The motion stipulates that, as has occurred for the past two years, “The first class meeting of all Thursday spring semester classes will occur on the Wednesday immediately preceding Claiming Williams Day. On Claiming Williams Day, no classes are held, and all students, faculty and staff are invited to participate in the events of this community-building day.” The motion adds that this model requires shortening the dead week between Winter Study and spring semester by one day, as with happened year.
According to the motion, Claiming Williams Day provides a unique opportunity to come together and discuss important issues and has a positive impact on the campus as a whole. The motion states: “Interrupting the usual academic schedule makes a powerful statement about Williams’ commitment to addressing these issues. Not only does it provide a focused opportunity to bring together the entire campus, but it also sends a message to the outside community and has proven itself a catalyst for positive change in a variety of ways.”

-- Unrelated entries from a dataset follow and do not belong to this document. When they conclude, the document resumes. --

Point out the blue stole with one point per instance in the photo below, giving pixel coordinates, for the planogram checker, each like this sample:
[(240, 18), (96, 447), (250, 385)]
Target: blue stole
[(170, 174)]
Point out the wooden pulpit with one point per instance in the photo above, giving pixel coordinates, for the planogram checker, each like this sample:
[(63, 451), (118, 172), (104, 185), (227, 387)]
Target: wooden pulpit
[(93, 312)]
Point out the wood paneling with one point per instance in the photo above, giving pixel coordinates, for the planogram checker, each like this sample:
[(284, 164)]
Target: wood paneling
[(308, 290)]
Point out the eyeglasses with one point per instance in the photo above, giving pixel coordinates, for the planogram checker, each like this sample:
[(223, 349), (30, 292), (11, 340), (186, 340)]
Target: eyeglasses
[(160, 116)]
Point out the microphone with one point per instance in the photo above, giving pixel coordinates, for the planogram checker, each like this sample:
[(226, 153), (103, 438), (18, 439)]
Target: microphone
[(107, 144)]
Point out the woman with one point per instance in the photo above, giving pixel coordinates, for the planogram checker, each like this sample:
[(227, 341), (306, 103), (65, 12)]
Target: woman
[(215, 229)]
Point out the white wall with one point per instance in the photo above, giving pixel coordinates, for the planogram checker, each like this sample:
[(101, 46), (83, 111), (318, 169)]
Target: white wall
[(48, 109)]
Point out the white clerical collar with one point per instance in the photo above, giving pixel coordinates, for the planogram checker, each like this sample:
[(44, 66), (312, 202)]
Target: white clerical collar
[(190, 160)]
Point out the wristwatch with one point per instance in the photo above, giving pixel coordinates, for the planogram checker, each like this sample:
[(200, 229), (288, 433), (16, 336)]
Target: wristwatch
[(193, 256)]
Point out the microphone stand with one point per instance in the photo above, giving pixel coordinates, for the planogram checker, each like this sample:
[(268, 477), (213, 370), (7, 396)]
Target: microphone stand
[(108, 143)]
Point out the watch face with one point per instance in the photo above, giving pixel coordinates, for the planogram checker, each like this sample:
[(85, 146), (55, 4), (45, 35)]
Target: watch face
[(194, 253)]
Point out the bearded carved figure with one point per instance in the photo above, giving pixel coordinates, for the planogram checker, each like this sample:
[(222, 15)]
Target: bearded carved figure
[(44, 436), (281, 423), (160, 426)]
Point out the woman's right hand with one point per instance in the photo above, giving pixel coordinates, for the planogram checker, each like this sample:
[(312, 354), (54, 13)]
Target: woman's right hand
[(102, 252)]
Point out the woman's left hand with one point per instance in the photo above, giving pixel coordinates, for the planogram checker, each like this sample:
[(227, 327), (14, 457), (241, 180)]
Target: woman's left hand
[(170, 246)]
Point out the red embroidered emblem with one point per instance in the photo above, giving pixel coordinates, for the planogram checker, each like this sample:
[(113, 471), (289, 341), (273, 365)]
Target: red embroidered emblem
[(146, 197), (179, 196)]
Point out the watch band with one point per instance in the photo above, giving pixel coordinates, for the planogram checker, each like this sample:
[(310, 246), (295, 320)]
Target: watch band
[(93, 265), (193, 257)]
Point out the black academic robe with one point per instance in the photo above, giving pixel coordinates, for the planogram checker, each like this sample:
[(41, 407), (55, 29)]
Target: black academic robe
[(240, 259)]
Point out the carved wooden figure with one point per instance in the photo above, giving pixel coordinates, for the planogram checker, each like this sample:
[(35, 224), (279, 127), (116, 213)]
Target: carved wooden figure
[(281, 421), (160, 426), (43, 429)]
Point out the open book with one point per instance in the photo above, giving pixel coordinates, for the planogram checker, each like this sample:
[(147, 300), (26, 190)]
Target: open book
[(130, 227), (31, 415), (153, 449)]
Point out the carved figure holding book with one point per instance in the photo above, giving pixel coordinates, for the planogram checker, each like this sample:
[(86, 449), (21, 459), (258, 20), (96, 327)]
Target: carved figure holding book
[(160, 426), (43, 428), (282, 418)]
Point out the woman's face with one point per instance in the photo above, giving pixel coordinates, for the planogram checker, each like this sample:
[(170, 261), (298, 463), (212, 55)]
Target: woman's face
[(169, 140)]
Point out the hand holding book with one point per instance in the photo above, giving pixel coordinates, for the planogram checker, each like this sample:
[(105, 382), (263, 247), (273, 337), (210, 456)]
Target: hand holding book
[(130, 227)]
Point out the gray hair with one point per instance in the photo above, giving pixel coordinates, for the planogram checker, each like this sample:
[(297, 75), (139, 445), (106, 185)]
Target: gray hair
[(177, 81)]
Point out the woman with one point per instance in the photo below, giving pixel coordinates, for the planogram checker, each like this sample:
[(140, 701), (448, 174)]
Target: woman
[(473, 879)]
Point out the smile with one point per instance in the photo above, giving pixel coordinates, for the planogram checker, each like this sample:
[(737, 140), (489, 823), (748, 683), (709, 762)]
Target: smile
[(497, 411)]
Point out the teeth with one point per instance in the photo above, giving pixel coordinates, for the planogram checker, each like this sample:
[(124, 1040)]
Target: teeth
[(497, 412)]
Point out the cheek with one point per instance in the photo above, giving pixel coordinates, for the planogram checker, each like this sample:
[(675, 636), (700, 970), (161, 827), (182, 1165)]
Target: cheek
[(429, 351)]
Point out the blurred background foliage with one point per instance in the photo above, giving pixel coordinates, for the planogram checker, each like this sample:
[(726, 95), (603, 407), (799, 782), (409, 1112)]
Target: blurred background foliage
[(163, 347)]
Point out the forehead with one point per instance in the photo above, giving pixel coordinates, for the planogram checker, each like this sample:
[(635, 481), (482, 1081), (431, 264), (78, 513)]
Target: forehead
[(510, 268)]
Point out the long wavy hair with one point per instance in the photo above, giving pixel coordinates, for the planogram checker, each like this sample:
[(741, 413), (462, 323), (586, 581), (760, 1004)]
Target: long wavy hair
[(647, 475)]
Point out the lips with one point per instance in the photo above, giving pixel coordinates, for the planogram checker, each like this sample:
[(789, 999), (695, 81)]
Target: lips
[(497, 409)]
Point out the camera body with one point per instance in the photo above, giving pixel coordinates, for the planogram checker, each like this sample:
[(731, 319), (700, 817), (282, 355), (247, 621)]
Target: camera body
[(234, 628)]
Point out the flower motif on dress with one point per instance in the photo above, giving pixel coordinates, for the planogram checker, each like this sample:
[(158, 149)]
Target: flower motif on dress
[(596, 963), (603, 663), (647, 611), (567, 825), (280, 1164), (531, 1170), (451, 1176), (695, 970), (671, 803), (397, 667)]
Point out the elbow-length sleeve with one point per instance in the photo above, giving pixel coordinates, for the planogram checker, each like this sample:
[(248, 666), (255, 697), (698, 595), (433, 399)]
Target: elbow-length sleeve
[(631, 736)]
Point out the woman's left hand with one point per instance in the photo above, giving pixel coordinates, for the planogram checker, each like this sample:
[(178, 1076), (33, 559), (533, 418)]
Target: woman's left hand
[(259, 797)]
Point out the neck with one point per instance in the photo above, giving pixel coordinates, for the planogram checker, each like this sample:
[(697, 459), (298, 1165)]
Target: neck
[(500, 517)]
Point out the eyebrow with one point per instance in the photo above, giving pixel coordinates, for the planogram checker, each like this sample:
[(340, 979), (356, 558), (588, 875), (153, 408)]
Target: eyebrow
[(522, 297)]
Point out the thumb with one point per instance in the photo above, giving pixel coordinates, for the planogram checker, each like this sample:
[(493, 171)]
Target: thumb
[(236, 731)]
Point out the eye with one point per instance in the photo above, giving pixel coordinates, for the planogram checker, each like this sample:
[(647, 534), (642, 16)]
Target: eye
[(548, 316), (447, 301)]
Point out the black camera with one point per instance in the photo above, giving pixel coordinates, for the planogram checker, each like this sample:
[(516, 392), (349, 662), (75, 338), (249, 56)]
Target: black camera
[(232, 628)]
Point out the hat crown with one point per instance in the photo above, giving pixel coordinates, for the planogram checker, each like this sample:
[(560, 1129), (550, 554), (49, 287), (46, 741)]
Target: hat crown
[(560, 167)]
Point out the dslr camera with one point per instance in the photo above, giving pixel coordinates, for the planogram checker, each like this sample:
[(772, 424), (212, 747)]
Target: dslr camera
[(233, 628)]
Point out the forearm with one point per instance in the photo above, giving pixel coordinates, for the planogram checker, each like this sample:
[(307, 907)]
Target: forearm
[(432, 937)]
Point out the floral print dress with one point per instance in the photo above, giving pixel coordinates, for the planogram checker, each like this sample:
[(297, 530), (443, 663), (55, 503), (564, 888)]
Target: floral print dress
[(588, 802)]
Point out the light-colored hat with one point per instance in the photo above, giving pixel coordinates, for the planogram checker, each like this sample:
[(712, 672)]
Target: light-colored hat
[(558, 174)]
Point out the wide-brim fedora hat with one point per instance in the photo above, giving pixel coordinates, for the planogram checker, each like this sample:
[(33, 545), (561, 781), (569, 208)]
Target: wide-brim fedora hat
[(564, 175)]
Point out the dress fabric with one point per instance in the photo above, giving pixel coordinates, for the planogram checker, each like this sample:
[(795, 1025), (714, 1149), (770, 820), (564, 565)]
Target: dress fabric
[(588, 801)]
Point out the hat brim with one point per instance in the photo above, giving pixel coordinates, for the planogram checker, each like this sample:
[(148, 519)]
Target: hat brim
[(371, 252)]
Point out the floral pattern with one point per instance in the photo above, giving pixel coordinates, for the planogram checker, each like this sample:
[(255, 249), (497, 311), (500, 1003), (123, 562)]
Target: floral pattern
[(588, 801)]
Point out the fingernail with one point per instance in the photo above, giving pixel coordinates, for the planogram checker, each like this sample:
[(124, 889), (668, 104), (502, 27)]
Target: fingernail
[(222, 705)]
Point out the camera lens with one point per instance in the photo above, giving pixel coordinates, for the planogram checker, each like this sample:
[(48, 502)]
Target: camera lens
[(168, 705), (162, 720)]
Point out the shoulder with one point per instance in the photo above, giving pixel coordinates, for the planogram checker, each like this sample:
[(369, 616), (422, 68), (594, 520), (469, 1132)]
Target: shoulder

Epping voiced his endorsement for a regularized Claiming Williams, saying he supports it as he would support any “effort on the part of any community to reflect on its actions, policies [and] privileges.”
Claiming Williams grew out of the 2008 Stand With Us movement. The first Claiming Williams Day occurred in February 2009, and was followed by the second event earlier this semester.
To be passed, the motion will need the support of a majority of the faculty members present at the May meeting.